Without a word Etienne moved to his left, Lyra to the right. As he ran he fired. Thick hair was burned black on the back of a pillarlike thigh. The Na howled and turned its attention away from the desperate farmers.
The creature’s forehead was very low and its blunt snout seemed incapable of advanced expression, but there was no mistaking that snarl of hatred. It displayed four canines, two upper, two lower. The remaining front teeth appeared to have been filed to sharp points. One did not have to be an experienced biologist to realize the Na did not exist on a diet of vegetables.
It uttered something in words of single syllables as it brought the massive club down faster than Etienne would have guessed possible. He dove wildly behind a small wagon piled high with some kind of vegetation. The club made kindling of the wagon and splinters bit at Etienne’s exposed face. As he rolled to his feet he thought suddenly, What am I doing here? I should be behind a desk at a university, grumbling over sophomoric student reports and wondering who’s going to show at the next faculty get-together.
There was no time for regretful contemplation. The club swung parallel to the pavement and he heard it whoosh as he ducked and it missed the top of his skull by centimeters. Then a big hand was reaching for him, six treelike fingers with hooked nails at the tips.

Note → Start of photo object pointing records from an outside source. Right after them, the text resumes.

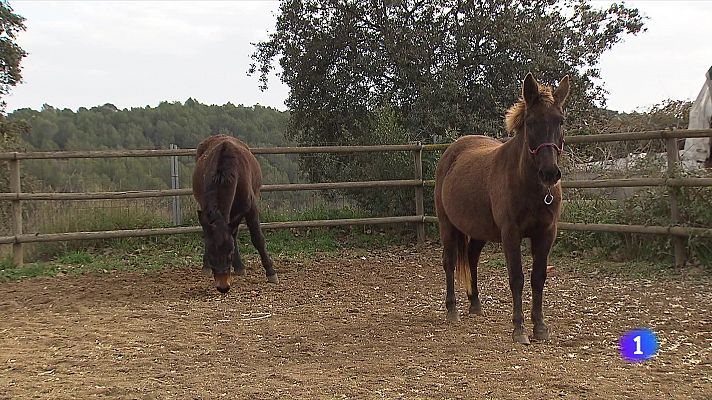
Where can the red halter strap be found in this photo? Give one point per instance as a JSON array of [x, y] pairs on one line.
[[558, 149]]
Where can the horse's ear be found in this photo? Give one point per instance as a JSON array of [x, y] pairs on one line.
[[530, 90], [562, 92], [201, 220]]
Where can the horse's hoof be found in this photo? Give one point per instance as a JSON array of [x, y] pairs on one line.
[[477, 310], [541, 334], [520, 338], [453, 316]]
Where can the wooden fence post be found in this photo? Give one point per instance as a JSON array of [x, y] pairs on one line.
[[673, 158], [419, 206], [15, 186], [175, 184]]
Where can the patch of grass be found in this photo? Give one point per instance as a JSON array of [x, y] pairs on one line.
[[8, 272], [75, 257]]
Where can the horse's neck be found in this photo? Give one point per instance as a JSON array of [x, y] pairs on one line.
[[519, 161]]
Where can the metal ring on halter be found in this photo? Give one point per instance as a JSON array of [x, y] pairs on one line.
[[549, 198]]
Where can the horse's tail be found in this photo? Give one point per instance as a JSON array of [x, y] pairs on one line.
[[462, 263]]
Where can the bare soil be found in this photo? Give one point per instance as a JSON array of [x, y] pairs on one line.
[[364, 325]]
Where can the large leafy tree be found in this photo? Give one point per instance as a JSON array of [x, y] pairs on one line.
[[443, 67]]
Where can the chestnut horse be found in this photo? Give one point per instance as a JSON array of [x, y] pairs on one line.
[[489, 191], [226, 184]]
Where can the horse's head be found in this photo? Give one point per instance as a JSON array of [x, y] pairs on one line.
[[219, 249], [539, 116]]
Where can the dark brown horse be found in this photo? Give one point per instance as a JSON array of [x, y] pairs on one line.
[[489, 191], [226, 184]]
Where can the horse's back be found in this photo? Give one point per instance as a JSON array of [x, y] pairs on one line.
[[463, 185], [230, 158]]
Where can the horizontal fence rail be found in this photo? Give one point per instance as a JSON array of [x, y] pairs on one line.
[[16, 196]]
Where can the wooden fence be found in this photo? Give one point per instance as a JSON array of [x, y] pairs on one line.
[[16, 196]]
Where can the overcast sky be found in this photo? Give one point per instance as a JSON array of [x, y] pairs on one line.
[[133, 54]]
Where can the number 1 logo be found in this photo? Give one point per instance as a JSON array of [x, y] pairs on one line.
[[638, 345]]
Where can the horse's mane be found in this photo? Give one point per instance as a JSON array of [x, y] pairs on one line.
[[221, 168], [514, 118]]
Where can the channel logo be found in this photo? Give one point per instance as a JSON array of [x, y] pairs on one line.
[[638, 345]]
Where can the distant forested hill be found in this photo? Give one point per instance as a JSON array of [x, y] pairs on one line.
[[106, 127]]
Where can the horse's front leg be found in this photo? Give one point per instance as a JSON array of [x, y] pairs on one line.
[[511, 242], [237, 263], [541, 245]]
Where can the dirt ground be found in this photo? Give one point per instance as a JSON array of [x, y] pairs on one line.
[[365, 325]]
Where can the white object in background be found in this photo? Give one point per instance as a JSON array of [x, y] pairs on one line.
[[697, 150]]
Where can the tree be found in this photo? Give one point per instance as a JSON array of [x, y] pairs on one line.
[[10, 53], [10, 72], [445, 67]]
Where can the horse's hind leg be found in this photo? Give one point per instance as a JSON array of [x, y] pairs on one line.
[[237, 263], [540, 252], [473, 255], [258, 240], [511, 242], [451, 239]]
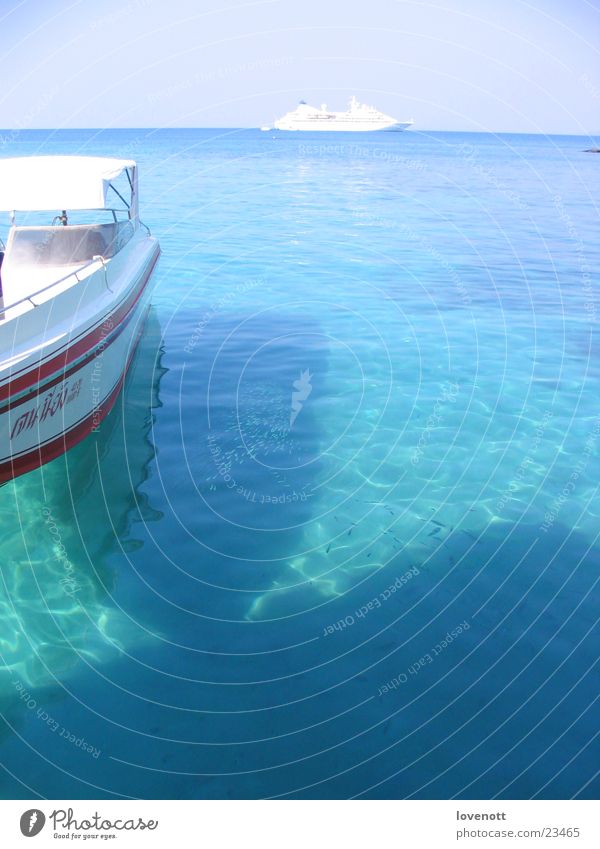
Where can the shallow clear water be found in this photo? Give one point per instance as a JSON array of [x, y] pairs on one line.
[[338, 538]]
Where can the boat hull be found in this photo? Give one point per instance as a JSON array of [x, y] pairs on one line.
[[60, 399], [340, 127]]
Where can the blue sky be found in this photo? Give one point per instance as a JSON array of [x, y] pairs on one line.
[[482, 65]]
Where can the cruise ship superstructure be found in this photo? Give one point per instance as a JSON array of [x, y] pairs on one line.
[[358, 118]]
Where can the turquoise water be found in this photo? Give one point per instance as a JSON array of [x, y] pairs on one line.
[[339, 536]]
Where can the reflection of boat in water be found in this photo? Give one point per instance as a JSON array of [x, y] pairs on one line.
[[72, 297], [62, 530]]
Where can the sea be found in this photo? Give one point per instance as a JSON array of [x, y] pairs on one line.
[[339, 536]]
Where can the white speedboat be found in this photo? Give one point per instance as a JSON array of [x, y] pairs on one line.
[[357, 118], [73, 299]]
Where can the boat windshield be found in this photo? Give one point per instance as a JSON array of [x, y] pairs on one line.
[[67, 245]]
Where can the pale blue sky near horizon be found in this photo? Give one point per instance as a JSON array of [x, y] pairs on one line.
[[467, 65]]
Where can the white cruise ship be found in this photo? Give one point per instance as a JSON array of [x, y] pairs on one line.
[[357, 118]]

He stumbled backward, away from that menacing grasp, firing as he fell. The bolt passed between the forefinger and first thumb to strike the Na in the left eye. It let out a thunderous howl, dropped the club and fell to its knees, shaking violently. The Na was dead by the time it hit the ground.
Etienne tried to rejoin his companions, only to find his path blocked by the other Na. It charged forward and brought its own club down with both hands. Etienne barely missed being pulped by diving behind a nearby wall.

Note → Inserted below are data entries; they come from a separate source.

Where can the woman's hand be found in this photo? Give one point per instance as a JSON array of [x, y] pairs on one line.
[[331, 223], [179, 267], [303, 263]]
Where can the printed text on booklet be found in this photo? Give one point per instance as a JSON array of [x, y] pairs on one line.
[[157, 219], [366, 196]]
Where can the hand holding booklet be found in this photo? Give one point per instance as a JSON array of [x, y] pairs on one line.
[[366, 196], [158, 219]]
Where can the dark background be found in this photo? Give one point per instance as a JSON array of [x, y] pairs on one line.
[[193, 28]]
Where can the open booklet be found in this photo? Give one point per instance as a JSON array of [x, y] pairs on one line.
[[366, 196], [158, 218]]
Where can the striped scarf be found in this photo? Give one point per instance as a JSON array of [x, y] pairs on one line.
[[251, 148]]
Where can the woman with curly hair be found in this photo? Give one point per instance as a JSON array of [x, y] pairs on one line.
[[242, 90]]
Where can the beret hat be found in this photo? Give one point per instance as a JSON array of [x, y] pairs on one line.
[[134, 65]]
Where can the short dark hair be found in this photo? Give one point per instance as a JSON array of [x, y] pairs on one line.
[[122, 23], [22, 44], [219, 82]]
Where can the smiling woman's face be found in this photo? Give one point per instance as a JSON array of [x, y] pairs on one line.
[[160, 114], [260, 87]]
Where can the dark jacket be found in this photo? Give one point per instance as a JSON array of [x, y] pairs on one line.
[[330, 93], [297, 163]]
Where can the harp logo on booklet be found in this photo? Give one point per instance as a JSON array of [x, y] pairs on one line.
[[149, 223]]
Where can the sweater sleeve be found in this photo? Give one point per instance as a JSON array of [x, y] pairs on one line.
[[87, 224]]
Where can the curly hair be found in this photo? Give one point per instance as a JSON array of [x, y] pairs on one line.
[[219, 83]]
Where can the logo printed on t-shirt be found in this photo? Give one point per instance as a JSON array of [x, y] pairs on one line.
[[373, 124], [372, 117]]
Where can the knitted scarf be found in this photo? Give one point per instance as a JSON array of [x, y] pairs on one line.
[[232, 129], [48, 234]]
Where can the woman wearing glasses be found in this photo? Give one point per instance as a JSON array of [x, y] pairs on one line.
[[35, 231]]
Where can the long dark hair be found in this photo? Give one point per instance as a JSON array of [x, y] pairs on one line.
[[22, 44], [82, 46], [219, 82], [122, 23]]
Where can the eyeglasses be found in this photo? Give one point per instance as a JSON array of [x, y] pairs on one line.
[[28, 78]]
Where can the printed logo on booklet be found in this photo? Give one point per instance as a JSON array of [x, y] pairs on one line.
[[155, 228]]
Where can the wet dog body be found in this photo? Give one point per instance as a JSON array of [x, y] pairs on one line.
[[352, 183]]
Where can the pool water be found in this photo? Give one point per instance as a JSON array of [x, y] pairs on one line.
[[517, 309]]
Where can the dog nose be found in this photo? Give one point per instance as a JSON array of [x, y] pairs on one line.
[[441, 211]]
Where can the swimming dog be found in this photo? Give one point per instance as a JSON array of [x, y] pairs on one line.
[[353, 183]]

Freed of the need to ward off two attackers, the farmers fanned out behind the survivor. Pikes and spears and scythes stabbed and cut at muscles and tendons. The Na roared and bellowed, frustrated in its attempt to locate the snoutless Tsla who had slain his companion. As a great tendon was finally cut, the beast fell to one knee swinging the club in a wide arc to kill a pair of Tsla who’d closed too quickly.
But now that the Na was down it no longer seemed so massive or invulnerable. Etienne took careful aim and fired at the base of the skull. The bone was so thick that it prevented the charge from penetrating to the spine, but the shock was sufficient to temporarily paralyze the creature and send it tumbling the rest of the way to the street.
It did his heart good, though Lyra would surely not have approved, to watch the peaceful, philosophic Tsla jump all over the body and start hacking it to pieces. Knowing that his help was needed elsewhere, he left the surviving farmers to their butchery.
He needn’t have worried. The Na were in full retreat, harried by the persistent townsfolk. He spotted Yulour atop a crop-loading ramp and climbed up beside him.
“You don’t fight here, Yulour?”
“No, Learned One,” said the slow-witted porter. “I want to help, but Teacher Tyl tell me no. He say, I would only end up hurting myself.”